2017/9/14

昨日"Every Thing Must Go: Metaphysics Naturalized"におけるリアルパターンと数学的構造の形式的対応づけについて書いたが、「ロケーター」の扱いについて勘違いしていた気がする。数学的構造を実装する関数の変数(ロケーター)同士の関係が計算的に圧縮可能だと書いたがそれは正しくない。リアルパターンという考え方において圧縮可能なのはそのパターン自体を伝達する際の情報量である。例えばライフゲームにおいて「グライダー」というパターンはドットの配置を全て書き起こさなくても伝達可能であり、座標を変えて同じパターンを再現することができる。そしてこのような伝達と再現のことが「投射」と呼ばれているのだろう。ここで計算的に圧縮可能な関係が成り立っているのは個々の変数の間というより、その変数によって指定された要素(例えば個々のグライダー)の間である。おそらく筆者たちはこの要素が構造の項として二次的に現れてくる個物だと考えているのだと思う。そして昨日引用した部分を見るとこうやって圧縮可能な形で伝達されるのがリアルパターンということになる。

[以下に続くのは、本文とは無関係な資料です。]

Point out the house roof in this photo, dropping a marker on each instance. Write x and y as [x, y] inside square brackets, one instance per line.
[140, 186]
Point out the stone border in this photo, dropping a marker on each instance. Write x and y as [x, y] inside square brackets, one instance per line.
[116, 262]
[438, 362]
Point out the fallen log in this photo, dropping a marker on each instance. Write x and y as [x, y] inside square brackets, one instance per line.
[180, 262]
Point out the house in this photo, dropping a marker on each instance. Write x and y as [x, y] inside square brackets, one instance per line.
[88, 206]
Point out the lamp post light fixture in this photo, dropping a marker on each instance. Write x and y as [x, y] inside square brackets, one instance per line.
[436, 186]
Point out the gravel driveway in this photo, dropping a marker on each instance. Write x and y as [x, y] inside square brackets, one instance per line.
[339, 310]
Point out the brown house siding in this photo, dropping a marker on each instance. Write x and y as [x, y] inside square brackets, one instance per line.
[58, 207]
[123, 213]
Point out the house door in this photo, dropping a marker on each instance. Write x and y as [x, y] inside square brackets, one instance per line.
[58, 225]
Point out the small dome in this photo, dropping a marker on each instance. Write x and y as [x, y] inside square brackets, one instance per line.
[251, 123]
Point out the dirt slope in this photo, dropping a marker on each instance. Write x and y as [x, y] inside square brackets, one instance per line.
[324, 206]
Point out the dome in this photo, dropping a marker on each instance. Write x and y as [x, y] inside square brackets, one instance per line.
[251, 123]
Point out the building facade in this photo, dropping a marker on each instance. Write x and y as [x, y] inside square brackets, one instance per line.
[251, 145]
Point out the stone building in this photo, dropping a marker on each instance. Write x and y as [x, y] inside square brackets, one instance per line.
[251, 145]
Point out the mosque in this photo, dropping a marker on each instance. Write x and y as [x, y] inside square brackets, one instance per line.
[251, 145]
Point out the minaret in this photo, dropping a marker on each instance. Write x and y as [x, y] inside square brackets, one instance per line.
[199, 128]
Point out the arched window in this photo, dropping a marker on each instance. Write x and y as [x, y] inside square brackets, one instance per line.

さて、これをデネットのいう「物語的重力の中心」といった考え方に適用することもできる気がする。この場合志向姿勢に基づいて言語化された振る舞いの主語(物語的重力の中心としての自己)は一つの要素を構成する変数(ロケーター)の一つであり、デネットの言うように実在物ではない。実在するのはこのように言語化された、つまりは計算的に圧縮された志向性の方である。そして言語化された振る舞いは物語を構成し、それが意識となるわけだからこの考え方では意識もまた一つのリアルパターンとなる。こうして考えるとデネット心の哲学的な主張と志向姿勢についての思想が繋がってきて面白い。